For about a million years humans in one form or another have been comunicating with each other and sharing information. Sharing knowledge and information is built into us. Last week at a friends house his daughter was getting frustrated with a puzzle the teacher had given the class as an assignment. Knowing how to solve the puzzle and not wanting to give it away, my statement was “dont think about how to put the puzzle together, think about how to take it apart and go backwards”. Five minutes later the problem was solved. I got kicked in the shin for my effort and told thank you.

The reason why this addition to the Digital Economy bill will fail to do anything to save the media industries is, copyright is only 1,000,000 div 200 years of copyright or 1/5000 of human history and you cant fight genetics.

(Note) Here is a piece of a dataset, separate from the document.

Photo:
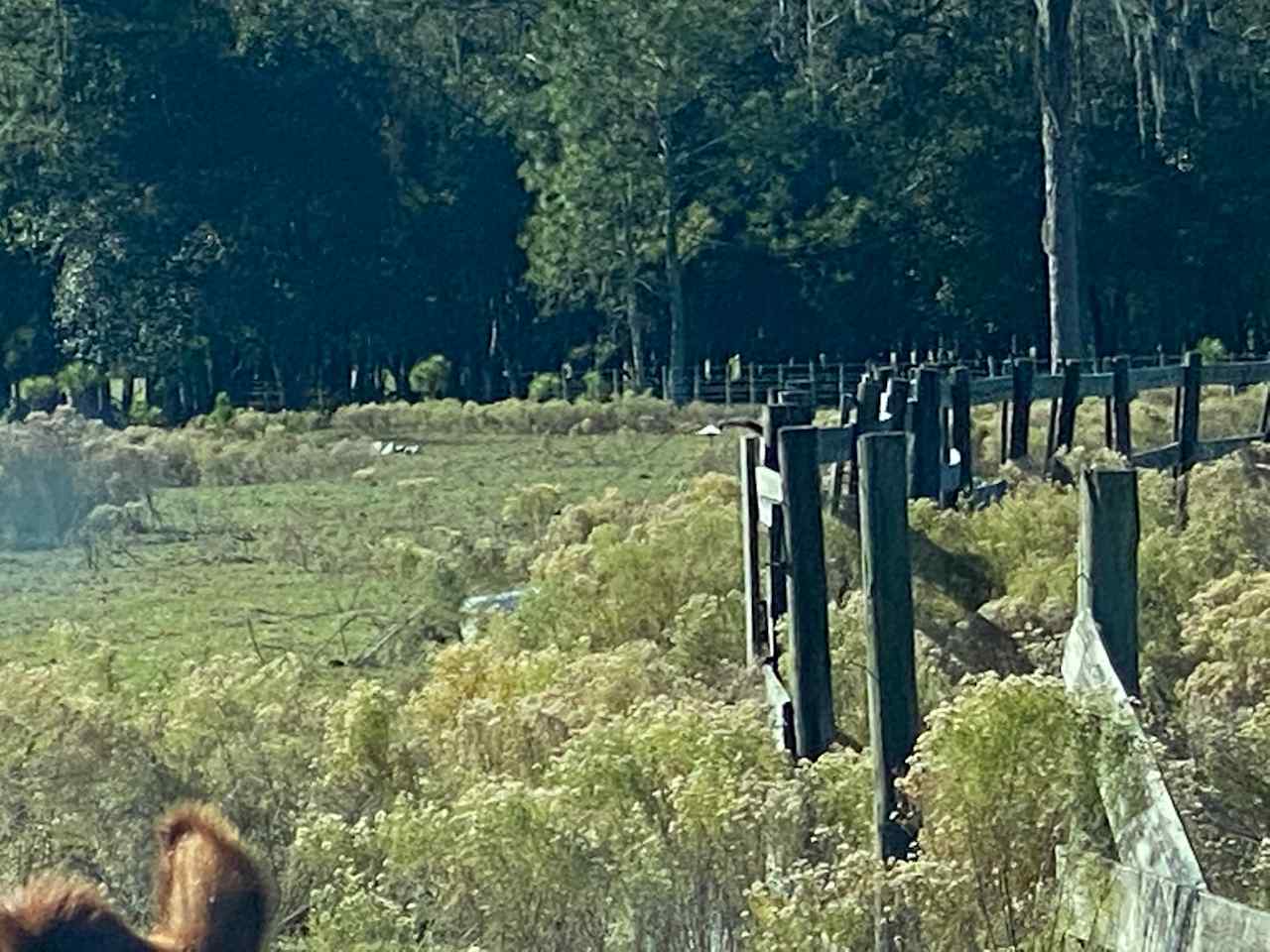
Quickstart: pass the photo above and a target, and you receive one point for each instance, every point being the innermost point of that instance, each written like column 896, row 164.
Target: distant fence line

Not very successfully anyway. Sharing information and is built into us. Its not information that wants to be free, its the people. Its not the internet that routes around obstructions, its the people. The technology is now here to route around this ability to block access to a site. This attempt in the UK’s Digital economy bill to block access to encrypted password protected file transfer sites (Web Lockers) will fail for that reason.

In the end the Uk’s digital economy bill will do nothing but cause hardship for the people of Britain. It will also speed the demise of the Newspapers, Record labels, e-book, and Video distributors as people find work arounds. As personal data consumption habits continue to change and adapt to the new rules and new technologies emerge, people will leaving stagnant corporations behind and invalidate the UK’s Digital Economy Bill.